Mural Please Touch Children’s Museum Philadelphia
Today, my husband and I remember the 57th anniversary of Martin Luther King, Jr.’s death in Memphis on April 4, 1968, and the events leading up to it and afterward. We were both senior medical students in Memphis during those troubled times when the world seemed to be falling apart. King left us so many legacies.
I am thinking most about how he started in the civil rights movement, becoming a leader in the Montgomery, Alabama, 385-day bus boycott, which began in December 1955 after Rosa Parks was arrested for sitting in the front of a bus. King was 26, the new pastor of Dexter Avenue Baptist Church in Montgomery, the capital of Alabama.
He was supposedly selected by the African American community to lead the bus boycott because he was new and had not been intimidated by the white community, nor had he aligned himself with the various factions in the black community. During the boycott, King was arrested, and his home was bombed. However, King’s articulate and nonviolent leadership brought him into national prominence.
In his book Stride Toward Freedom, King also wrote about a spiritual experience as he sat at midnight at his kitchen table after another bomb threat. He felt a divine inner presence that took away his fears and uncertainty as he was ready to give up. This experience prepared him to face whatever came, and that courage sustained him for the rest of his life. I think this is one of the experiences he considers when he refers to “going to the mountain and hearing the truth.”
King did not decide to go to Montgomery to lead a bus boycott or become the civil rights movement leader. Instead, he probably went to be a good minister and start a family, as his father did. But a situation arose; he was chosen, and he stepped in. Indeed, his family background of three generations of ministers and his training as a pastor allowed him to be that leader; however, being a civil rights leader had not been his goal.

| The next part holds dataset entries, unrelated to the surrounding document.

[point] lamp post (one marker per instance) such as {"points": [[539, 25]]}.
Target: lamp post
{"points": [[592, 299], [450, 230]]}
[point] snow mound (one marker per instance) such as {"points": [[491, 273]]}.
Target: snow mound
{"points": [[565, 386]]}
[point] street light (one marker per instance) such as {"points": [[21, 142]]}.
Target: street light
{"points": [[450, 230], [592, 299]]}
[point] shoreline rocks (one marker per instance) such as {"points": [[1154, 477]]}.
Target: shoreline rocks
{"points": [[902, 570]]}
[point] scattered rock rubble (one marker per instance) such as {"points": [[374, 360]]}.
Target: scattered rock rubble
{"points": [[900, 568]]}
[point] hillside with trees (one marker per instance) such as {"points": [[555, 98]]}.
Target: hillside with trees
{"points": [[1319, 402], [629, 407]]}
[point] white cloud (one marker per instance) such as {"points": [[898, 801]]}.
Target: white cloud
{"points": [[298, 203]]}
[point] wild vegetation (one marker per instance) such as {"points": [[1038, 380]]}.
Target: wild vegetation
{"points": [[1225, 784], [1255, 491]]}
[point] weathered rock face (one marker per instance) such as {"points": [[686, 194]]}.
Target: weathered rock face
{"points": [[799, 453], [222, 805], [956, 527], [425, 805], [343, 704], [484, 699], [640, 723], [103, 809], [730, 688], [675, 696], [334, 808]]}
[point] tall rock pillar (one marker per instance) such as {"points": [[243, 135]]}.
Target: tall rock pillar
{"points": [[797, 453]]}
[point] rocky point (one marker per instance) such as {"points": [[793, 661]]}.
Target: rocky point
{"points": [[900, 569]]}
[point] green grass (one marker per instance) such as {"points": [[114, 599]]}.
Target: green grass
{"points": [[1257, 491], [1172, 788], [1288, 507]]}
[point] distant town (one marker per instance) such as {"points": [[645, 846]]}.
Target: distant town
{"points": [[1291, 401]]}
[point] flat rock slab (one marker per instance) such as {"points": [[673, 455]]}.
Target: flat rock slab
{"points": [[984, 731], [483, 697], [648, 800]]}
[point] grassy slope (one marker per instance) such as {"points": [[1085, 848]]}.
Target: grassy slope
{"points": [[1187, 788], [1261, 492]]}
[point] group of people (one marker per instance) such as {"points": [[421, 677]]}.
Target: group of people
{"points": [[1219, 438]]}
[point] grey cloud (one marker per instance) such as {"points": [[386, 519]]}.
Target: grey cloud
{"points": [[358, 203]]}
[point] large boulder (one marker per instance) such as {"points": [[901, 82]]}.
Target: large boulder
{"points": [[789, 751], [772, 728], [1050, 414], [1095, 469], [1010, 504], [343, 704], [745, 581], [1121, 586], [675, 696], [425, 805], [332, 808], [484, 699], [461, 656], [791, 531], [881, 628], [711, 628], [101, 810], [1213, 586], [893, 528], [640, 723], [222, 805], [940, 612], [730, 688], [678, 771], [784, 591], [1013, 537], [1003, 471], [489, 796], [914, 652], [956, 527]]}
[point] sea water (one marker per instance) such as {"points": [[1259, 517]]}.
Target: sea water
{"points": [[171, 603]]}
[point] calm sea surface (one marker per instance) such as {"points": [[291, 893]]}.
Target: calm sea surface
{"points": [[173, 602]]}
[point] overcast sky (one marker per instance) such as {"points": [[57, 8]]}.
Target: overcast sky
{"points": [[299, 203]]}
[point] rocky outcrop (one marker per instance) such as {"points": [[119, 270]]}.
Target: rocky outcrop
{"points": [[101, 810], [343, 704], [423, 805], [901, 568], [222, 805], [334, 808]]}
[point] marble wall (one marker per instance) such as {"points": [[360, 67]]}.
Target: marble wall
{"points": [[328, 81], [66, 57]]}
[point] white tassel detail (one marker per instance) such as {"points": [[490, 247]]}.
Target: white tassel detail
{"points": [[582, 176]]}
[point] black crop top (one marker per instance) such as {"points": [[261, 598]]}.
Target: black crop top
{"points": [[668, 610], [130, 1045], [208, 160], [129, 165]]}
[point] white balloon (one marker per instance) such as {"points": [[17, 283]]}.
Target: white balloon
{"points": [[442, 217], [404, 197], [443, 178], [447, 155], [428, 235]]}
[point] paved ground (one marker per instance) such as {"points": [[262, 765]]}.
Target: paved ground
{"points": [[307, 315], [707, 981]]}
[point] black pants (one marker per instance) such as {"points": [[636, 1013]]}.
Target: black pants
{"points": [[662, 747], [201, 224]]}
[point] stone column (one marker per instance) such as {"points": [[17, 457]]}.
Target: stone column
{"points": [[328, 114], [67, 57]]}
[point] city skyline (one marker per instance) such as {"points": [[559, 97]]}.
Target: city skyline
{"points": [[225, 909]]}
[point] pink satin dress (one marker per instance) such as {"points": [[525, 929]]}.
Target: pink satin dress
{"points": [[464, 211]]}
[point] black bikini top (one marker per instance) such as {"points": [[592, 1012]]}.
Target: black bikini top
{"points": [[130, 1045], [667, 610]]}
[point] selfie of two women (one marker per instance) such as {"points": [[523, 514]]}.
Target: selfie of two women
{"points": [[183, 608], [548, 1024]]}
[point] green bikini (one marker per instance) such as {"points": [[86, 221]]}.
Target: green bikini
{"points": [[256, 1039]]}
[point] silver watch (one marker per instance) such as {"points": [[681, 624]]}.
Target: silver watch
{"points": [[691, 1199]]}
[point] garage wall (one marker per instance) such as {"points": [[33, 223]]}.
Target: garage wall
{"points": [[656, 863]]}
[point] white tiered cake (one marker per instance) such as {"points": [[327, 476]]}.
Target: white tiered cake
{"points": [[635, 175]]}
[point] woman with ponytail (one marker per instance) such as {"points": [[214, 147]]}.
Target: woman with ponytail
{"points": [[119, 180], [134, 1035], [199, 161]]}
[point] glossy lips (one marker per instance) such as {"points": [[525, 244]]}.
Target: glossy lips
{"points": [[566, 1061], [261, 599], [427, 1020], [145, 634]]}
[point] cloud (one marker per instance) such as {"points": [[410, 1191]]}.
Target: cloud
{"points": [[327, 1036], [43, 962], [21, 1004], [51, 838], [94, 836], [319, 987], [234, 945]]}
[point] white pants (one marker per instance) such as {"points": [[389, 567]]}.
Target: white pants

I see this as a message to all of us that we may be trained to be one thing but then be called to do something else we never realized we had been trained to do all along. Each of us, like Martin, will be called at some time to speak our truth. We most probably will not think we are prepared. We may be given a job because we are young, old, inexperienced, or no one else wants the job. Every biblical story of leadership speaks to this kind of call.
Tonight, I also remember the young high school students who led a fight for gun control after an attack at their school.
My experience is that this is one of the ways God works. The lives of King, Moses, Abraham, the disciples, David, Mary, Joseph, Paul, Esther, St. Benedict, St. Francis, St. Ignatius, Bill Wilson, Dr. Bob, and these students from Marjory Stoneman Douglas High School in Florida all exemplify it.
During this coronavirus pandemic and time of unrest, we were called to a new task that we unknowingly have been preparing to do all our lives.